Wo die Classic Evo Pro puristisch bleibt, legt dieses Schwestermodell mit Display und PID nach. Die Classic UP ist Gaggias Antwort für alle, die das seit Jahrzehnten bewährte 58-mm-Konzept der Classic-Reihe mit werkseitiger Elektronik statt eigenhändiger Nachrüstung wollen, und das hat ihren Preis.
Aufbau und Verarbeitung: gleiche Wurzeln, mehr Elektronik
Die Classic UP teilt sich die Grundphilosophie mit der Evo Pro, kompaktes Edelstahlgehäuse, 58-mm-Brühgruppe im Profi-Format, komplett in Italien gefertigt, ergänzt das Konzept aber um ein Display, PID-Regelung und einen lebensmittelechten, bleifreien Messingkessel. Statt Kippschaltern übernimmt eine kleine Anzeige die Kommunikation mit der Maschine: Shot-Timer, Zieltemperatur und Vorbrühstufe lassen sich direkt ablesen und einstellen.
Der Wake-up- und Standby-Modus ist ein praktisches Detail für den Alltag: Die Maschine lässt sich auf eine feste Weckzeit programmieren und ist dann bereits aufgeheizt, wenn der erste Espresso ansteht, ähnlich wie man es sonst nur von größeren Gastro-Maschinen kennt. Das Gehäuse bleibt trotz der zusätzlichen Elektronik im gewohnten Gaggia-Classic-Format, sodass sich vorhandenes Zubehör aus der Evo-Reihe meist problemlos weiterverwenden lässt.

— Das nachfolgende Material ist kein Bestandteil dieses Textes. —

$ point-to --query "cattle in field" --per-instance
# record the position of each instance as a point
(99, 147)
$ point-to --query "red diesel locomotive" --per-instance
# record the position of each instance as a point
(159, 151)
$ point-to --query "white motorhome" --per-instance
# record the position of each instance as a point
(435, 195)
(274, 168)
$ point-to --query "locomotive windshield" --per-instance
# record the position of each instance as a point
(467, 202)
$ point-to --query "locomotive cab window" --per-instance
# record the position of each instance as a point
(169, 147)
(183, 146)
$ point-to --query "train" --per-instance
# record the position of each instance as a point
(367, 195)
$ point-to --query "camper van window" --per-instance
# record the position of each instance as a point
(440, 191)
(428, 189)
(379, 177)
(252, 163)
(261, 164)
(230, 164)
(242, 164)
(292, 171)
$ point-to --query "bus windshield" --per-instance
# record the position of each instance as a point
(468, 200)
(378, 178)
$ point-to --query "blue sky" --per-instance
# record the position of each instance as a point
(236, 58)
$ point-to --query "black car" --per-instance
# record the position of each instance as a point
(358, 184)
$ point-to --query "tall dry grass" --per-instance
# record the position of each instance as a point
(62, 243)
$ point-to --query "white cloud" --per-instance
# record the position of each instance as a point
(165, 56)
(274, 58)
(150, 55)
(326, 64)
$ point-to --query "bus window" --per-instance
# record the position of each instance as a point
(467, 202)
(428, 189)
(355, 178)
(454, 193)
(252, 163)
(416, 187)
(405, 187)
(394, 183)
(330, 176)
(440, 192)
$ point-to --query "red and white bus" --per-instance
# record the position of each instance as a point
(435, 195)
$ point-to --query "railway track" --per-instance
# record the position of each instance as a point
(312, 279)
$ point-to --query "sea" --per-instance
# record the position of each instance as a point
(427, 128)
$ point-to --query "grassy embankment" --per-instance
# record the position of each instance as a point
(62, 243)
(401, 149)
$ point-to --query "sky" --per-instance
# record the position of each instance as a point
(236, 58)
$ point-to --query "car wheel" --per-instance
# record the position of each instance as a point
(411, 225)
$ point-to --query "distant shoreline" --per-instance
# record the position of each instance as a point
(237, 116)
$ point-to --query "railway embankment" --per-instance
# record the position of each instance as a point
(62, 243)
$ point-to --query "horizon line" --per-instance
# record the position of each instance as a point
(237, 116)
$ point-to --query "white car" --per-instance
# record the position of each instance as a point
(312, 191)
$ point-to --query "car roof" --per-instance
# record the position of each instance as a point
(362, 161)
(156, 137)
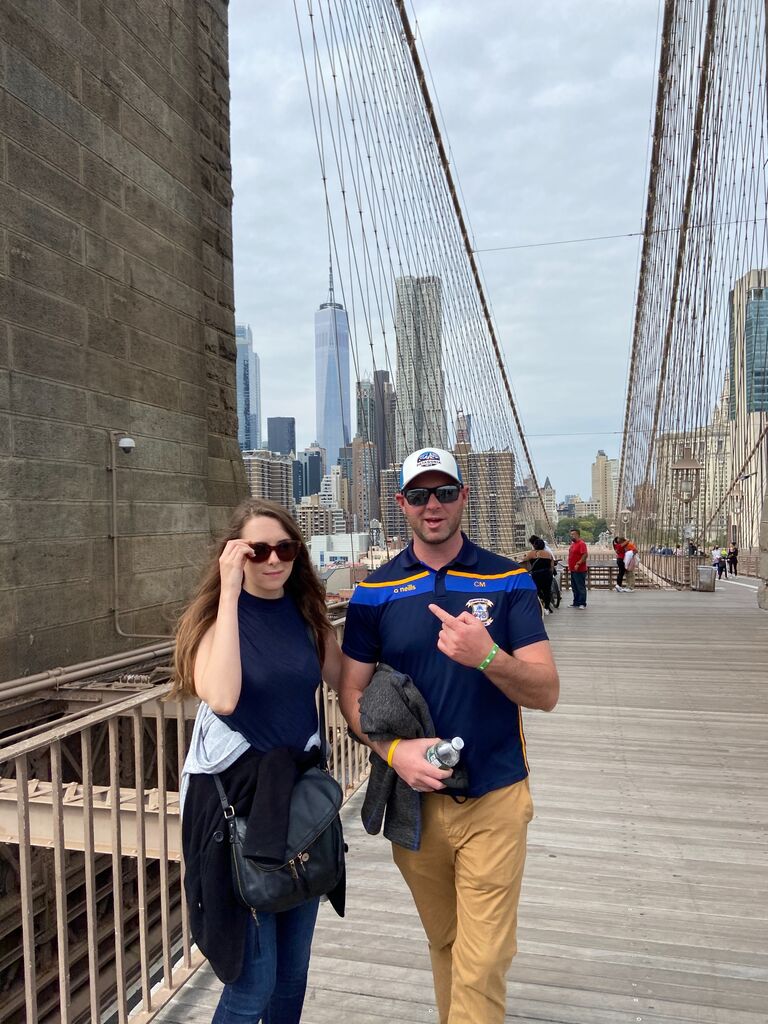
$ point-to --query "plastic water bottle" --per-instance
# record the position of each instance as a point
(445, 753)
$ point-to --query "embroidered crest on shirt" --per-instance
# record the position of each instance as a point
(480, 608)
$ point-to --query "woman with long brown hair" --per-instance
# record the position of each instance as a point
(254, 645)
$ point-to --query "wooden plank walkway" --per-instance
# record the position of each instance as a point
(645, 896)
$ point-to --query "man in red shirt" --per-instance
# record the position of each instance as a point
(578, 569)
(620, 550)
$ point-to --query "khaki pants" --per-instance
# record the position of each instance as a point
(465, 880)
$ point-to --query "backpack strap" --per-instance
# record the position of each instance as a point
(322, 726)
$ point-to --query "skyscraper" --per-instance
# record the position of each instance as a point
(281, 434)
(421, 401)
(366, 411)
(332, 376)
(384, 414)
(311, 470)
(248, 384)
(604, 479)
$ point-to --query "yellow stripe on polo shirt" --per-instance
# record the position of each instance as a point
(479, 576)
(394, 583)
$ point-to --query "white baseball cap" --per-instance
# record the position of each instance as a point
(426, 461)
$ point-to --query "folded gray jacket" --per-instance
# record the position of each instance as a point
(391, 707)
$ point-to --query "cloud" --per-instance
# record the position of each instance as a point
(546, 110)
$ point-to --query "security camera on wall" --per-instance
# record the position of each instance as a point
(126, 444)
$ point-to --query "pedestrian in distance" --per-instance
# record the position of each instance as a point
(542, 566)
(254, 645)
(465, 626)
(630, 564)
(578, 568)
(619, 549)
(733, 559)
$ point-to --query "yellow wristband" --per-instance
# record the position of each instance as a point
(390, 752)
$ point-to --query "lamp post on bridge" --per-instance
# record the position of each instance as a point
(686, 484)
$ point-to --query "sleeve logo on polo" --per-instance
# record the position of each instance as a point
(480, 608)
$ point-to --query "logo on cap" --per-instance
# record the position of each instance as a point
(427, 459)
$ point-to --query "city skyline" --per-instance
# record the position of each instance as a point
(560, 311)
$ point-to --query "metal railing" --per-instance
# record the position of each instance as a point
(92, 805)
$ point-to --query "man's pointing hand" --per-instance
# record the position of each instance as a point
(462, 638)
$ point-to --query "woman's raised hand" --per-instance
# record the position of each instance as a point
(231, 564)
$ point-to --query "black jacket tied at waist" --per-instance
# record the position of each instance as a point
(259, 787)
(392, 707)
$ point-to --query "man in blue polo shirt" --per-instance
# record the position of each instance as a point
(466, 626)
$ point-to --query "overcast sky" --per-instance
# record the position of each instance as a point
(547, 109)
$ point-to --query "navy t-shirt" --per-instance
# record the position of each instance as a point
(281, 675)
(388, 621)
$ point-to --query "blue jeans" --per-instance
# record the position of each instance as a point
(275, 963)
(579, 586)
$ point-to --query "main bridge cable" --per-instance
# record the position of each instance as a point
(416, 164)
(400, 5)
(722, 429)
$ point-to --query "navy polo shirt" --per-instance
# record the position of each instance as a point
(389, 621)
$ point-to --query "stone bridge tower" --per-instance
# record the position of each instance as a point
(116, 317)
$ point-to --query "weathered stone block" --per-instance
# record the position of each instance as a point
(193, 460)
(35, 89)
(47, 561)
(144, 519)
(170, 154)
(40, 607)
(43, 356)
(99, 98)
(188, 268)
(29, 307)
(4, 446)
(168, 552)
(102, 256)
(152, 589)
(126, 231)
(7, 616)
(101, 178)
(37, 479)
(169, 425)
(71, 442)
(59, 20)
(192, 397)
(107, 411)
(34, 396)
(35, 519)
(53, 273)
(52, 187)
(136, 165)
(39, 47)
(162, 287)
(129, 307)
(165, 486)
(166, 358)
(154, 454)
(26, 217)
(107, 336)
(58, 646)
(145, 208)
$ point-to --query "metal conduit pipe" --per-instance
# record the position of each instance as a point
(57, 677)
(97, 664)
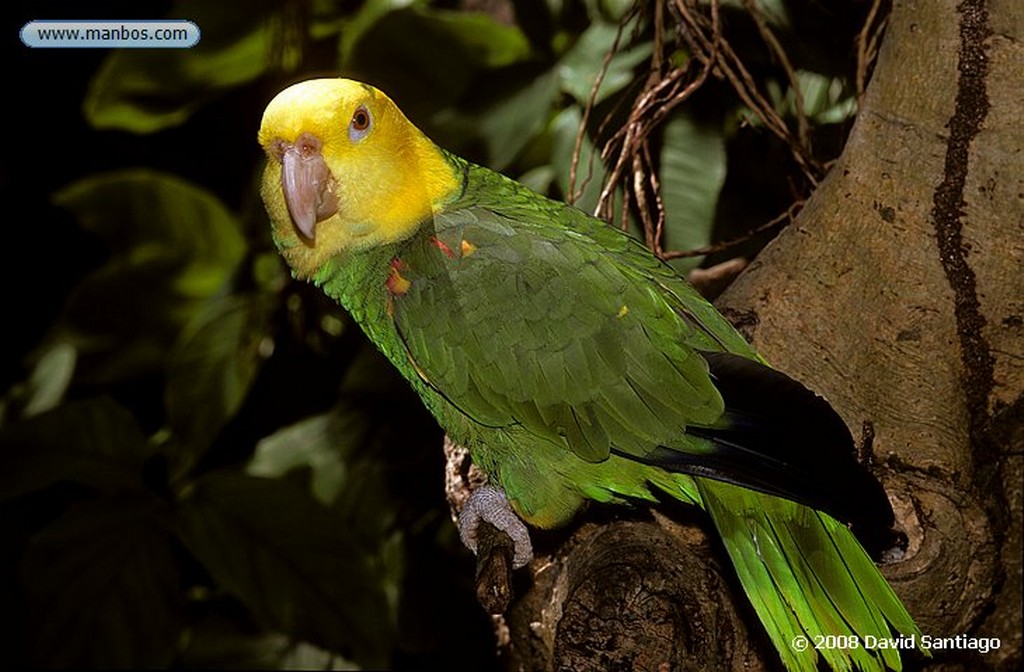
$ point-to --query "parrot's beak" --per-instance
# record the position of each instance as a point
(306, 182)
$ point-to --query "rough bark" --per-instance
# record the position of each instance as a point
(898, 294)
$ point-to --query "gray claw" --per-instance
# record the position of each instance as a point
(488, 503)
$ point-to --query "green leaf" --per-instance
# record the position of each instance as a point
(95, 443)
(172, 244)
(212, 367)
(692, 172)
(146, 90)
(292, 562)
(321, 444)
(102, 588)
(580, 67)
(49, 378)
(426, 57)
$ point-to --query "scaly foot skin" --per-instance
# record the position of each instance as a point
(488, 503)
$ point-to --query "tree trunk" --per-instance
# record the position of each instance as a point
(898, 294)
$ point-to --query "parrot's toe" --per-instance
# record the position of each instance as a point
(489, 504)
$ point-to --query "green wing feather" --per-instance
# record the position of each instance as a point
(552, 328)
(581, 354)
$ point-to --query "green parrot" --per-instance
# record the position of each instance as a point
(574, 365)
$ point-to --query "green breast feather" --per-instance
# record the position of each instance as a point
(577, 366)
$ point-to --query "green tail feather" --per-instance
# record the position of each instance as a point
(807, 576)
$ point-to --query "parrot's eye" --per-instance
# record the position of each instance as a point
(360, 124)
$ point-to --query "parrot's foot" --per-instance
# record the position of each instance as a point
(488, 504)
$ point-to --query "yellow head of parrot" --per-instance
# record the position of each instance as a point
(345, 170)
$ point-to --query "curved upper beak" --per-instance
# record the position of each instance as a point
(307, 183)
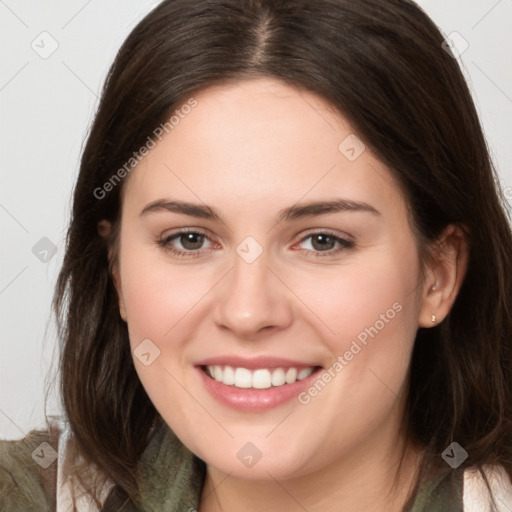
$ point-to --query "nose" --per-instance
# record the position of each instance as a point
(253, 301)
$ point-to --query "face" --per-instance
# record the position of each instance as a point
(258, 286)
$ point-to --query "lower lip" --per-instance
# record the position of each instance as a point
(255, 400)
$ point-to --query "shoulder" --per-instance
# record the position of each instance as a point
(32, 476)
(28, 471)
(476, 494)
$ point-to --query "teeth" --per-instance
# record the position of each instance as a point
(258, 379)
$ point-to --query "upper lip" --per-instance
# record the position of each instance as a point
(254, 362)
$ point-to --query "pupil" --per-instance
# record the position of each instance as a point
(188, 241)
(323, 240)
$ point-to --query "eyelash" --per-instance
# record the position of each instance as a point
(165, 244)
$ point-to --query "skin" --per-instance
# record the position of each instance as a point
(249, 149)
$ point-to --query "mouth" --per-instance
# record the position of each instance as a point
(259, 378)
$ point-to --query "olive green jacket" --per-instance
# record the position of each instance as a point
(171, 479)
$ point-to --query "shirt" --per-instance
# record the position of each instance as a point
(171, 478)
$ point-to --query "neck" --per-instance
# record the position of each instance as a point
(370, 480)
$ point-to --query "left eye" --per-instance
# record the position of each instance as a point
(189, 240)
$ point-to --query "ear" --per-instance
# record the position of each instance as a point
(104, 230)
(445, 276)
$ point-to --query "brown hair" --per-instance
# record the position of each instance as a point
(381, 64)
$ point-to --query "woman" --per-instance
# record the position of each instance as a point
(287, 281)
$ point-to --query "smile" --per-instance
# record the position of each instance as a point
(262, 378)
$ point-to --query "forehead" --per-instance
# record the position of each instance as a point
(259, 142)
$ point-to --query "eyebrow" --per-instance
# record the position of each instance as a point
(294, 212)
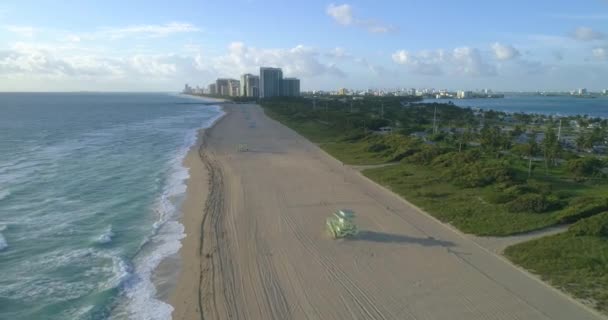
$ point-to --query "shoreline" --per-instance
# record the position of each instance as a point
(291, 269)
(183, 296)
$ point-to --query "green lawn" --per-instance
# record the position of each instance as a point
(574, 262)
(464, 208)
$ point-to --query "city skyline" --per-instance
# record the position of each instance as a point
(547, 46)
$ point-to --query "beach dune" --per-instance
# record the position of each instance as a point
(256, 247)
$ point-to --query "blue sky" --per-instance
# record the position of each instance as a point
(160, 45)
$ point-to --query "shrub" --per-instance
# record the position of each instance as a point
(500, 197)
(596, 226)
(426, 154)
(532, 202)
(582, 208)
(585, 167)
(377, 147)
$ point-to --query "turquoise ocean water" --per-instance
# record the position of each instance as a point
(557, 105)
(90, 187)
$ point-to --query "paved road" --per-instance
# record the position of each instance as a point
(270, 258)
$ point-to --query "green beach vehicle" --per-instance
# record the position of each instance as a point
(340, 224)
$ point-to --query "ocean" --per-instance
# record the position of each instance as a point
(556, 105)
(90, 190)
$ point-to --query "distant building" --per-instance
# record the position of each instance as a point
(221, 87)
(290, 87)
(270, 82)
(464, 94)
(212, 89)
(234, 88)
(250, 85)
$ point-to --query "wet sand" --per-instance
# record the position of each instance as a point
(256, 247)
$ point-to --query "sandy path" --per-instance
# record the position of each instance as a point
(265, 254)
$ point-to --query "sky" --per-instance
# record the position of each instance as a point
(154, 45)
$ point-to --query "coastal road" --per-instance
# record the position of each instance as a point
(266, 254)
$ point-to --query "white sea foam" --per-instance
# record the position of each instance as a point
(140, 291)
(4, 194)
(3, 243)
(106, 236)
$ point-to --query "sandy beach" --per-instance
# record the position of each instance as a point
(256, 247)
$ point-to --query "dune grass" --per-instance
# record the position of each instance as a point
(573, 261)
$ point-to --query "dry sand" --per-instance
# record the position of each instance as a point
(265, 255)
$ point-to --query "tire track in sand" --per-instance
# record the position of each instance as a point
(217, 271)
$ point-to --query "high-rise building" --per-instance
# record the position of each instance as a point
(221, 87)
(212, 89)
(270, 82)
(290, 87)
(250, 85)
(234, 88)
(464, 94)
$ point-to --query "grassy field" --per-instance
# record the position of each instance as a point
(464, 208)
(575, 261)
(470, 209)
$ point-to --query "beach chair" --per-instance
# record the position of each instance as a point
(340, 224)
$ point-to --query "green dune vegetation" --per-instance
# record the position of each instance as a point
(485, 172)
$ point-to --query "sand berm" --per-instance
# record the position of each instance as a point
(256, 247)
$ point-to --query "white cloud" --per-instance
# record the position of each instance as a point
(459, 61)
(150, 30)
(587, 34)
(338, 53)
(23, 31)
(505, 52)
(600, 53)
(300, 61)
(343, 14)
(558, 55)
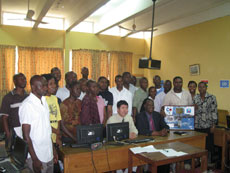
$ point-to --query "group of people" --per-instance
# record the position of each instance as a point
(47, 117)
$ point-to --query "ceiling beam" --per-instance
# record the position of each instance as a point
(0, 12)
(84, 9)
(41, 10)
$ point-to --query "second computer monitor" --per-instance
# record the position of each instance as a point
(117, 131)
(88, 134)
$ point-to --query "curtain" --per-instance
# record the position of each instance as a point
(119, 62)
(33, 61)
(7, 68)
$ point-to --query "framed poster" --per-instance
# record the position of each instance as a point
(194, 69)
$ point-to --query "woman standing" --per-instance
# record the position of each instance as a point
(206, 115)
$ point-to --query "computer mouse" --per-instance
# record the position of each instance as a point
(2, 169)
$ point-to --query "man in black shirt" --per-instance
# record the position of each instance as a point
(106, 95)
(10, 106)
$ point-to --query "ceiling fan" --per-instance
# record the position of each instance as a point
(134, 28)
(29, 15)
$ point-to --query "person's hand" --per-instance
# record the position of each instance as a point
(55, 155)
(132, 135)
(37, 166)
(162, 112)
(164, 132)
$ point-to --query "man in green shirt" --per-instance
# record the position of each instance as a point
(139, 96)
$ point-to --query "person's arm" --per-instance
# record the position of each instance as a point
(109, 110)
(66, 131)
(142, 127)
(37, 164)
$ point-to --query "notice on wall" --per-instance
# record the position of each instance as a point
(224, 83)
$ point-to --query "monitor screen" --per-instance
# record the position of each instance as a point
(88, 134)
(180, 117)
(119, 131)
(20, 152)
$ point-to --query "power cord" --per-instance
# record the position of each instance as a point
(94, 167)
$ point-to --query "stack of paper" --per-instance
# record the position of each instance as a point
(151, 148)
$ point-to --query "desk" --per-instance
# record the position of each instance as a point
(156, 159)
(220, 135)
(113, 157)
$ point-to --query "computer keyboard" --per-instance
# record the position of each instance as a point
(80, 145)
(9, 167)
(135, 141)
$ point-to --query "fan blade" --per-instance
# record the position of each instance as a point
(30, 14)
(32, 20)
(125, 28)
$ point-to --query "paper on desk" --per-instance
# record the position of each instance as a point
(172, 152)
(147, 149)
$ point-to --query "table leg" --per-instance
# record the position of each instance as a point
(130, 162)
(204, 163)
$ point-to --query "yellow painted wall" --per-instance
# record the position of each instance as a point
(23, 36)
(207, 44)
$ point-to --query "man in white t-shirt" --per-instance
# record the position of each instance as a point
(121, 93)
(36, 129)
(178, 96)
(64, 93)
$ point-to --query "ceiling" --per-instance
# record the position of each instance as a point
(170, 15)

Im Detail: PID, Vorbrühung und die Preis-Frage zur Evo Pro
Die PID-Regelung hält die Brühtemperatur spürbar konstanter, als es ein einfacher Thermostat könnte, das lästige Temperatur-Surfen der einfacheren Classic-Modelle entfällt. Die programmierbare Vorbrühung in drei Stufen erlaubt eine Anpassung an unterschiedliche Röstgrade, hellere Röstungen profitieren meist von längerer, sanfterer Vorbrühung. Beworben wird die Maschine mit 15 bar Pumpendruck, wie praktisch jede Maschine dieser Klasse. Entscheidend ist das nicht: Relevant für die Extraktion sind rund 9 bar am Kaffeebett. Der ehrliche Punkt bei der Classic UP ist der Preis: Für PID, Display und Vorbrühung zahlst du fast das Doppelte der Classic Evo Pro, die mechanisch sehr ähnlich extrahiert und sich mit denselben Community-Kits nachrüsten lässt. Wer die Elektronik werkseitig und mit Garantie will, bekommt hier ein rundes Paket, wer nur aufs Ergebnis in der Tasse schaut, verliert wenig mit der günstigeren Schwester. Für Dosis und Ausbeute hilft in beiden Fällen der Brüh-Rechner. Ein Detail, das den Aufpreis zumindest teilweise rechtfertigt: Die programmierbare Vorbrühung lässt sich bei der UP direkt am Display in drei Stufen einstellen, während sie bei der Evo Pro als rein mechanische Vorbrühfunktion über das Magnetventil ohne Feinjustierung ausfällt.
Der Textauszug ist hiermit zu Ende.